Saturday, July 16, 2016

The Big Short (Adam McKay, 2015)

Christian Bale in The Big Short
I will never come closer to understanding Wall Street than I do after watching this film -- but that's about as close as I am to understanding particle physics. It's a remarkable portrayal of what the kind of manipulations that led to the crash of 2008 can do to people, and in this case to the people who helped bring it about. I have seen what that crash -- and the manipulations -- can do to ordinary folk: I live in a condo that's part of a series of small duplexes, each unit of which is only a little over a thousand square feet. A few years before the crash, the unit that adjoined mine was bought by a Mexican-American man who worked as a gardener at Stanford. It was, he explained, a starter home for him and his wife and five (!) daughters. It was soon evident that he was having trouble making the payments on the mortgage -- at one point, the family moved out and rented it to someone else for a while. Eventually, the bank foreclosed.
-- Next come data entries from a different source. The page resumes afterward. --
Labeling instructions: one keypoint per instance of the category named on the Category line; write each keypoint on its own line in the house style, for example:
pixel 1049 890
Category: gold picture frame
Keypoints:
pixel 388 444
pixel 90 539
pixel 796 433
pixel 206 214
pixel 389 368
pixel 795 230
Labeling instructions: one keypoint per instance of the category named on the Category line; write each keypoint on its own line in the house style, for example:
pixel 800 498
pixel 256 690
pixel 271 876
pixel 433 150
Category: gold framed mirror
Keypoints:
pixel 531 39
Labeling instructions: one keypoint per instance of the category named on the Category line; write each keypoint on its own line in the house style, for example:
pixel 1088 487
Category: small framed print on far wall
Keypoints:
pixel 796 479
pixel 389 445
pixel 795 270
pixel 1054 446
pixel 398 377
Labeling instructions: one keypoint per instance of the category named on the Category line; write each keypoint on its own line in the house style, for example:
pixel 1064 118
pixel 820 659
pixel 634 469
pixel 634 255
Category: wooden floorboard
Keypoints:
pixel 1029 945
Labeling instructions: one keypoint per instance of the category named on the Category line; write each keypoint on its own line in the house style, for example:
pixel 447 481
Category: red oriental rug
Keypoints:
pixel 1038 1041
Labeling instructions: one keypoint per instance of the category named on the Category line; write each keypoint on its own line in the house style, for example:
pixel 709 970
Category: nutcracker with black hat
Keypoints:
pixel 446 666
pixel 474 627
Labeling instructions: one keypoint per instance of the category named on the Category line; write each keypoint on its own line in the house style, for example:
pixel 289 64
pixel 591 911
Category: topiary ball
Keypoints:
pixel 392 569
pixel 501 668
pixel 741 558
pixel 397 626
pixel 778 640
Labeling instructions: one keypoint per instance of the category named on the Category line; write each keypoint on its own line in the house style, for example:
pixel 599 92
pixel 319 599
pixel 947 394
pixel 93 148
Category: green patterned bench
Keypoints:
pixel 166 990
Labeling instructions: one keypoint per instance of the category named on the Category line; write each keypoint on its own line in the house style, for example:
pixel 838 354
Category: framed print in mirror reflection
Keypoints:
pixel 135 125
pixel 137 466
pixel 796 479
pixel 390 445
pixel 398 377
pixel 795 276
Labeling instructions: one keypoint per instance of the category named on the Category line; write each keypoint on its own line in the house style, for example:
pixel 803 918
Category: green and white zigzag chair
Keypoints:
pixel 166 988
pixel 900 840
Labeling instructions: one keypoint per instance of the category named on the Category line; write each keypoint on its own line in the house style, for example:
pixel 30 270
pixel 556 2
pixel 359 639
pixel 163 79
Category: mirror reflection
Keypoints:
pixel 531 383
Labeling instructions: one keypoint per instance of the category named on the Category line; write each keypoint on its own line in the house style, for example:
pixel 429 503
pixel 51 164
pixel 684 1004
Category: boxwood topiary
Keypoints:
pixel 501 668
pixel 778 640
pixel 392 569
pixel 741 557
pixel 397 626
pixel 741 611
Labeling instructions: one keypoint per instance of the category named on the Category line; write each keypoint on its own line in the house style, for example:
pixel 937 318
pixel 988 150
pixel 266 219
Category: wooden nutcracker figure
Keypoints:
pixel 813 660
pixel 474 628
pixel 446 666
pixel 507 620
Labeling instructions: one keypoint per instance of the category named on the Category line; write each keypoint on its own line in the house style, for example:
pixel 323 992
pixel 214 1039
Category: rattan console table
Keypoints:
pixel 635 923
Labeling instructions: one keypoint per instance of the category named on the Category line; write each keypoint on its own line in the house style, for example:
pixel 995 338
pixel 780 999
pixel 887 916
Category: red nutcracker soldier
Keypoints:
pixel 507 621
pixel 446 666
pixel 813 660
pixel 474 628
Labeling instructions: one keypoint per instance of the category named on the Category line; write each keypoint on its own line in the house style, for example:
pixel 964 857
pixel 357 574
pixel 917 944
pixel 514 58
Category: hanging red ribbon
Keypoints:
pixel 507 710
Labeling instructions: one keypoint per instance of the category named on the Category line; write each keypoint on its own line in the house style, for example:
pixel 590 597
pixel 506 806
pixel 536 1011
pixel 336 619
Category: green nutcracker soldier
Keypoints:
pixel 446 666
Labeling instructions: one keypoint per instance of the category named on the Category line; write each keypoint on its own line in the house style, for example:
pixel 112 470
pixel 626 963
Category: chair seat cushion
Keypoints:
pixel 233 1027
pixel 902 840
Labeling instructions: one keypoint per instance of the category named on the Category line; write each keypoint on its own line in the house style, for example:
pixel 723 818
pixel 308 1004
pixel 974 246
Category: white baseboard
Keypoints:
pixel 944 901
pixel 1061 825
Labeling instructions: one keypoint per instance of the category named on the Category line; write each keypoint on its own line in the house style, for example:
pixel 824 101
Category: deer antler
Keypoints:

I wondered at the time how he had managed to secure a mortgage in the first place. After the crash, I found out why -- a process that is at the heart of what takes place in The Big Short. There are no heroes or villains in this movie: Even the protagonists with whom we are asked to identify, such as Michael Burry (Christian Bale) and Mark Baum (Steve Carell), are out to milk a system they know is corrupt. And when they fail, they still manage to make a billion dollars, mostly by using other people's money. But the characters are so shrewdly drawn, first by Michael Lewis in his book and then by Adam McKay and Charles Randolph in their Oscar-winning screenplay, and so deftly acted that we can't help feeling for them. Some of them, like Burry and Baum and Ben Rickert (Brad Pitt in one of his best performances), seem to have a touch of Asperger's. Movies like Wall Street (Oliver Stone, 1987) and The Wolf of Wall Street (Martin Scorsese, 2013) have given us portrayals of America's financial system as dominated by flamboyant greed-heads like Gordon Gekko and Jordan Belfort, but The Big Short shows us something even more disturbing: the moral corruption of exceptionally intelligent men whose lives could have been put to something more useful than playing with money as if it were a board game with no real consequences to other people.